Julio Frenk, president of the University of Miami, has a unique perspective on the impact of the election of Donald Trump on US higher education. Not only does he lead a campus located in one of the US’ most diverse cities, he comes from Mexico and served for six years as health minister of the country that is now the target of much of the White House’s anti-immigration ire.
It is little surprise, then, that Professor Frenk is concerned about the coarsening of public debate. And, he told Times Higher Education, the language and attitudes exhibited by Mr Trump are part of a global phenomenon needing to be addressed on university campuses.
“A lot of people have been left behind in the process of globalisation,” he said. “In country after country, we’re seeing people with populist discourse – whether on the left or on the right – being elected, with some common threads that are antithetical to some fundamental values of universities.”
At Miami, Professor Frenk’s priority has been to encourage the airing of political differences in a respectful manner. Part of the response – much of it at the urging of student groups – has been the adoption of new policies encouraging free speech on campus and deterring tactics aimed at shutting out controversial speakers.
The university also has expanded an existing course on public debate to better reflect that outlook, and has initiated a course aimed at promoting intercultural dialogue.
These moves, Professor Frenk said, are part of a wider review designed to ensure that Miami meets its existing commitment to a “T-shaped” curriculum, meaning expertise in a particular field combined with an ability to collaborate beyond that field.
That recommitment to collaborative skills is challenging both students and academics, said Professor Frenk, who took charge of the 17,000-student private institution in 2015.
Many students, at least, appear eager to try. “A lot of this is in response to their own demands,” he said.
The process may be tougher with faculty because they are pressed to incorporate collaboration-focused skills into their existing courses. Such change “requires a huge retraining of the teachers”, Professor Frenk said.

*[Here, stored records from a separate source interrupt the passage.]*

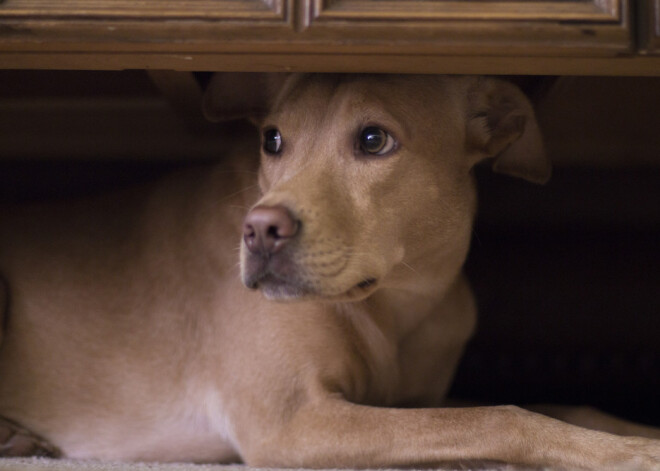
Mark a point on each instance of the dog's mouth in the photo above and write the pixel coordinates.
(277, 287)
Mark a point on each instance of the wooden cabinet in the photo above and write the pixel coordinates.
(651, 27)
(466, 36)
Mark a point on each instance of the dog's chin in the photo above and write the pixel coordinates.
(278, 289)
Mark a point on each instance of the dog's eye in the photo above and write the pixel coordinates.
(272, 141)
(375, 141)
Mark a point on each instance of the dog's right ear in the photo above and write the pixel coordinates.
(502, 126)
(240, 95)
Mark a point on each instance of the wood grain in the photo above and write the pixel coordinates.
(524, 36)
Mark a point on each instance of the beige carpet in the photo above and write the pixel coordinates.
(44, 464)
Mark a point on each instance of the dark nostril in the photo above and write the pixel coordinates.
(268, 228)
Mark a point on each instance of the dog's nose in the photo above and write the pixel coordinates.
(268, 228)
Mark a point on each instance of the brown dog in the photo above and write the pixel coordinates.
(129, 335)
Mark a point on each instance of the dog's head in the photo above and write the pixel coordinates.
(366, 180)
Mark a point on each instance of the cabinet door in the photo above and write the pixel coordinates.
(148, 26)
(479, 27)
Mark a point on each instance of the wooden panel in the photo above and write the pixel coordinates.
(573, 27)
(145, 10)
(572, 10)
(320, 35)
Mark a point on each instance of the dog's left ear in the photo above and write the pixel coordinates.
(501, 125)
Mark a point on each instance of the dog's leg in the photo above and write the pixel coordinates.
(594, 419)
(338, 434)
(17, 441)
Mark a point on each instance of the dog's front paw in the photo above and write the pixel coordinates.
(17, 441)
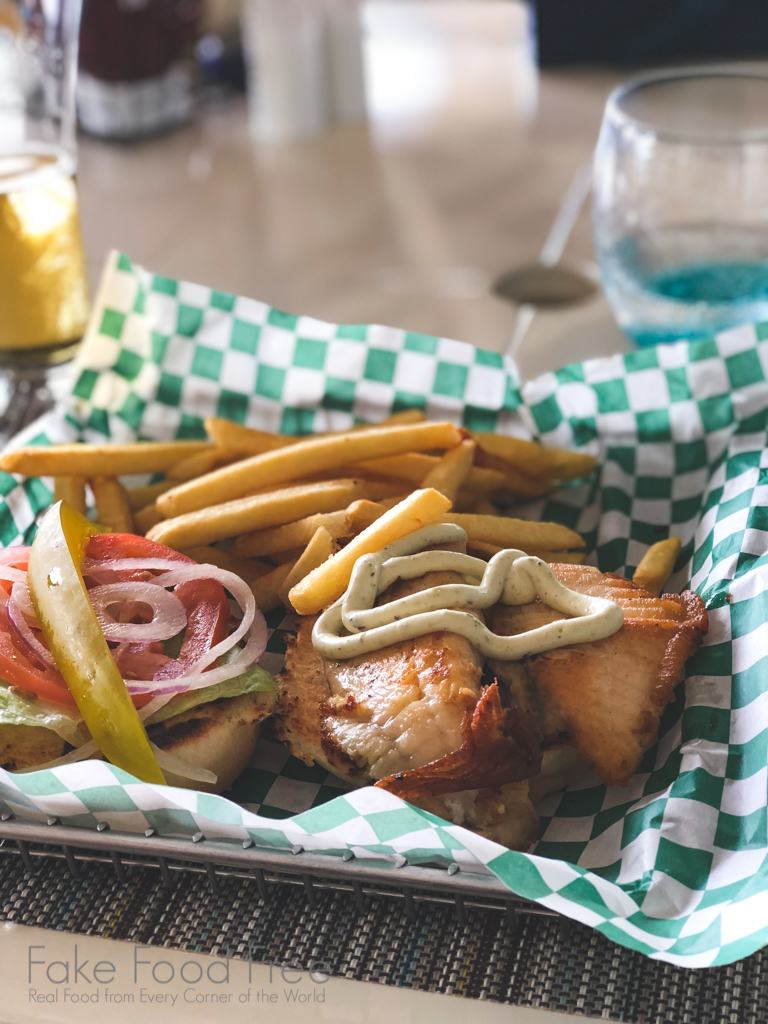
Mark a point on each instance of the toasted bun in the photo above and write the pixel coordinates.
(220, 736)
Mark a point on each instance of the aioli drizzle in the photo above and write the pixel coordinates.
(353, 626)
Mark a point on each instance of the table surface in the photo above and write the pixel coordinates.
(404, 220)
(144, 988)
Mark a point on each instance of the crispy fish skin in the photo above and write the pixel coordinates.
(607, 694)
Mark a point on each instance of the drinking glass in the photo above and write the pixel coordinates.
(680, 203)
(43, 287)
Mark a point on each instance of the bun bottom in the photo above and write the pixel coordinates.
(219, 736)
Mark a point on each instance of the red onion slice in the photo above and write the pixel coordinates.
(23, 600)
(22, 629)
(252, 617)
(197, 680)
(11, 574)
(169, 614)
(104, 571)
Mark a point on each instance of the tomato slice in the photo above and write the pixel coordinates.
(207, 623)
(16, 670)
(107, 546)
(205, 601)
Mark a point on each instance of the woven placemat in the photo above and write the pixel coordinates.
(539, 965)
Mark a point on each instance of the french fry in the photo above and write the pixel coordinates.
(72, 491)
(656, 565)
(363, 512)
(196, 465)
(265, 589)
(296, 535)
(113, 509)
(486, 551)
(414, 467)
(218, 522)
(389, 503)
(146, 517)
(452, 471)
(247, 440)
(328, 582)
(293, 535)
(98, 460)
(147, 494)
(523, 534)
(246, 568)
(316, 552)
(281, 557)
(302, 460)
(555, 464)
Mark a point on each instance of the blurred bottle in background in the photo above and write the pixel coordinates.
(305, 66)
(136, 66)
(43, 288)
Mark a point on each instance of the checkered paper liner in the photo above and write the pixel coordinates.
(674, 864)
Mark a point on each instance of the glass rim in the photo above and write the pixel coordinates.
(620, 117)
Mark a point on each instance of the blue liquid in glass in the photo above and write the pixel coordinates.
(687, 284)
(740, 287)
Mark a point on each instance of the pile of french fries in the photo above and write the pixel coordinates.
(290, 515)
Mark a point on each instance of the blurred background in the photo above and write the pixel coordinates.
(383, 161)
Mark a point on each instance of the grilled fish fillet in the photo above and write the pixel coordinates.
(606, 695)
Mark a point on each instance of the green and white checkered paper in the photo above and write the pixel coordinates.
(675, 864)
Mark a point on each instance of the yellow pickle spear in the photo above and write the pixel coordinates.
(75, 639)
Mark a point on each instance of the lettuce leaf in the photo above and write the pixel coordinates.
(15, 710)
(253, 680)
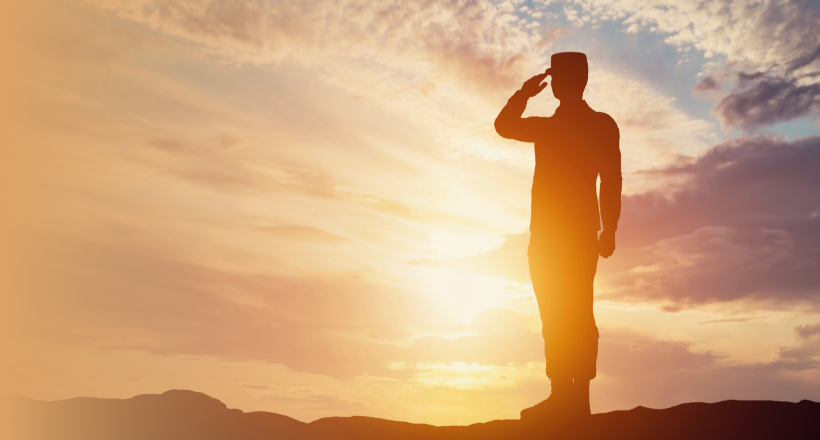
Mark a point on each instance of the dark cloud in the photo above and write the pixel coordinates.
(767, 100)
(745, 224)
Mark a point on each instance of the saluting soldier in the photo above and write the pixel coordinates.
(572, 148)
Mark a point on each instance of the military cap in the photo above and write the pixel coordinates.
(571, 65)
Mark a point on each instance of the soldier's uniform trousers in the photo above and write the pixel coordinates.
(562, 267)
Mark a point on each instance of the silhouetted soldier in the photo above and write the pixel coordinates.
(572, 148)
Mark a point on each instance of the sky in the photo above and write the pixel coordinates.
(302, 206)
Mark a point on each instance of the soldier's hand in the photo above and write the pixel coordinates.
(606, 243)
(533, 86)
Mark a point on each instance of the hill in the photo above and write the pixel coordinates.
(182, 415)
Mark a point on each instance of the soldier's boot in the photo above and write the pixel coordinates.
(555, 406)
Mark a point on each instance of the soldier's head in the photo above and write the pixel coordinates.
(569, 71)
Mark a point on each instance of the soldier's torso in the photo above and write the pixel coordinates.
(567, 163)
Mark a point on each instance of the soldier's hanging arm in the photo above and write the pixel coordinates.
(509, 124)
(611, 184)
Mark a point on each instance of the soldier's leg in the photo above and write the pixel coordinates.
(586, 350)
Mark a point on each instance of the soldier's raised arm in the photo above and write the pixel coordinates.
(509, 123)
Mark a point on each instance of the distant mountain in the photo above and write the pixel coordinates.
(183, 415)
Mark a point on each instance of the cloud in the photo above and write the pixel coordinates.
(808, 331)
(780, 38)
(708, 83)
(766, 101)
(470, 40)
(739, 223)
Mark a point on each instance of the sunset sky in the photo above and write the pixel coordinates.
(301, 206)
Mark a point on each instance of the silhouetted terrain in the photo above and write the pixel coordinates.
(181, 415)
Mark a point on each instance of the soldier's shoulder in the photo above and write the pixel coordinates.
(608, 124)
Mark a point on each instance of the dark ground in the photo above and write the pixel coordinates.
(182, 415)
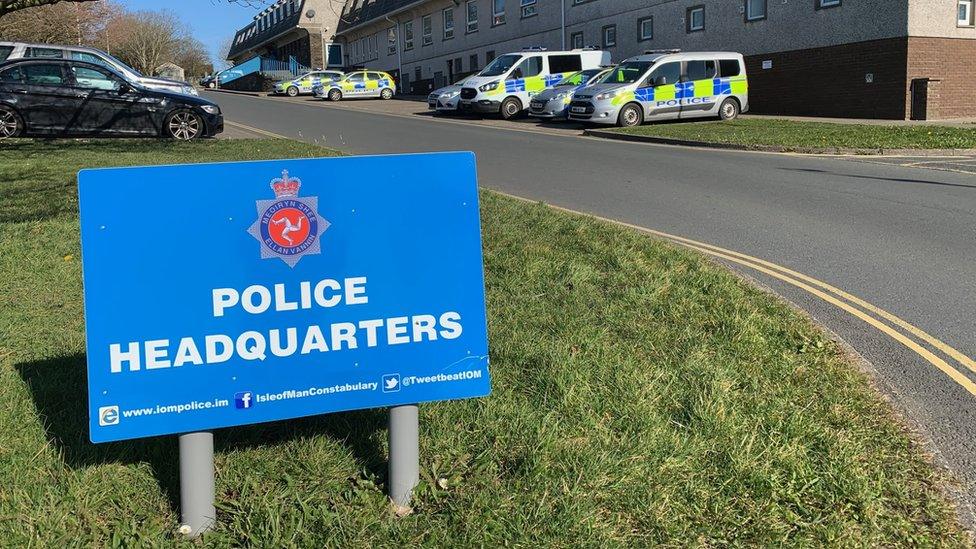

“Faculty development is, I think, the biggest challenge because we were all socialised into a system of teaching,” he said.
This is not the only major shift in teaching that faces academics in Miami and elsewhere, said Professor Frenk, who spent nearly seven years as dean of Harvard University’s T. H. Chan School of Public Health. Advances in technology are increasingly presenting colleges with opportunities for incorporating sophisticated simulators – such as those long used by prospective airline pilots before they try flying actual jets – and other teaching tools using artificial intelligence, into their classrooms.
Early examples at Miami include a simulator-driven hospital environment in the nursing school. “This is not sitting down and memorising stuff,” Professor Frenk said. “This is experiential learning, and the role of the teacher is hugely different.”
Through the various social, economic and demographic upheavals buffeting higher education, the University of Miami is doing well, said Professor Frenk, with applications growing 12 per cent a year for the past two years, at a time when other institutions faced contractions.
“We have not seen the decline of international applications that other schools” have experienced, he said. “But, again, we’ve been very deliberate about sending a welcoming message to international students.”